The States. Which leads to the second prong of a comprehensive pro-life strategy: work through state legislatures to whittle down the abortion license as it now exists. Here, pro-lifers can take a lesson from Thurgood Marshall. During the classic days of the civil rights movement, Marshall and the NAACP worked to hollow out the meaning of “separate but equal” in Plessy v. Ferguson, the 1896 decision that found segregated public facilities constitutional. Plessy was never formally reversed; but it was gutted over time, in a series of cases, to the point where Brown v. Board of Education could administer the coup-de-grâce in 1954.
A parallel strategy would mean pressing state legislatures to adopt parental notification laws, informed consent laws, and abortion clinic regulation laws that slowly but steadily hollow out Roe and Casey, by establishing that the alleged “liberty right” to an abortion isn’t infringed by such measures.
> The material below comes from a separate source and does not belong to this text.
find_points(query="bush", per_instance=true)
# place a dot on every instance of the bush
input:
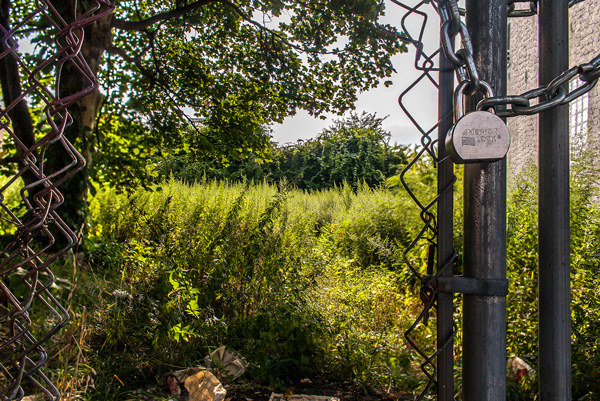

Perhaps the key here is clinic regulation, because a strict regulatory regime would drive down the number of abortuaries, thus making abortion less available as an immediate “solution” for women in a crisis pregnancy. Studies show that regulating the abortuary industry, and adopting parental notification and informed consent statutes, reduces the absolute number of abortions. That’s a worthy goal in itself. Combine that goal with the “hollowing out” strategy used by the NAACP to attack segregation, and pro-life activism at the state level begins to mesh with a reformed federal judiciary (which, given the Administration’s commitments, will presumably include more judges willing to acknowledge that these regulations do not constitute an “undue burden” on the “right” to abortion).
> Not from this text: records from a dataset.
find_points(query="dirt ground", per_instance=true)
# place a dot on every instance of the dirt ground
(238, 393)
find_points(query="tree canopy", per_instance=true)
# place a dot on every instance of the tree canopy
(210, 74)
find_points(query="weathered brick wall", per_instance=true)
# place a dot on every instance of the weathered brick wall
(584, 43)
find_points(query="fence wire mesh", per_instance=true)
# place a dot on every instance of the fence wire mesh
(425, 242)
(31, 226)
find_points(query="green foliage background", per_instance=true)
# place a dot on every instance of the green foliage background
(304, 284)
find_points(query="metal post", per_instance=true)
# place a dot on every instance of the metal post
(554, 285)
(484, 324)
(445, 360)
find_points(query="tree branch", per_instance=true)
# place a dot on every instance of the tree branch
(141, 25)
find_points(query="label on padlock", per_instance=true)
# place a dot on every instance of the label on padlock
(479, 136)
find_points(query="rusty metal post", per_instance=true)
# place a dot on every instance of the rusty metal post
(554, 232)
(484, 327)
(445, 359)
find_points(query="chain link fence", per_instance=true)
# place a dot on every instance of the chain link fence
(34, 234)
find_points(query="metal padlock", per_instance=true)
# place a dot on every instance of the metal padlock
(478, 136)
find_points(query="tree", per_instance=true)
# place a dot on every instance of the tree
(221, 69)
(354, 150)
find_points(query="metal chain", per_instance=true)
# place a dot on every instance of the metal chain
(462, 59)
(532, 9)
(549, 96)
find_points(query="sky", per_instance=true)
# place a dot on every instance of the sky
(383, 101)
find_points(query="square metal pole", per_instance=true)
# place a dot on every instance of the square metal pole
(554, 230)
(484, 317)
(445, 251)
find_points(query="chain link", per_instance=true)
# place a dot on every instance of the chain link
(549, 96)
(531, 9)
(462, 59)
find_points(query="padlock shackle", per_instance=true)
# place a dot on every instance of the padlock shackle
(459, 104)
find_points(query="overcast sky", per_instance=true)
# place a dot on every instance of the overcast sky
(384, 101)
Use executive power. In the last months of the Clinton Administration, the Food and Drug Administration, under heavy White House pressure, approved RU-486, the “abortion pill,” for use in the United States. The review process at the FDA was an abomination; at least six women have died from RU-486 use; and the manufacturer, Danco Labs, has received 264 serious “adverse event” reports involving RU-486 use.
The Clinton Administration’s rush-to- approval made a mockery of the FDA’s stringent review process, with evidently lethal results. The President should do something about this, soon. FDA approval of RU-486 should be withdrawn and a new review process mandated. Let Danco and Planned Parenthood sue, if they like; their defense of the indefensible will itself advance the pro-life cause.
George Weigel is Distinguished Senior Fellow of the Ethics and Public Policy Center in Washington, D.C. and holds EPPC’s William E. Simon Chair in Catholic Studies.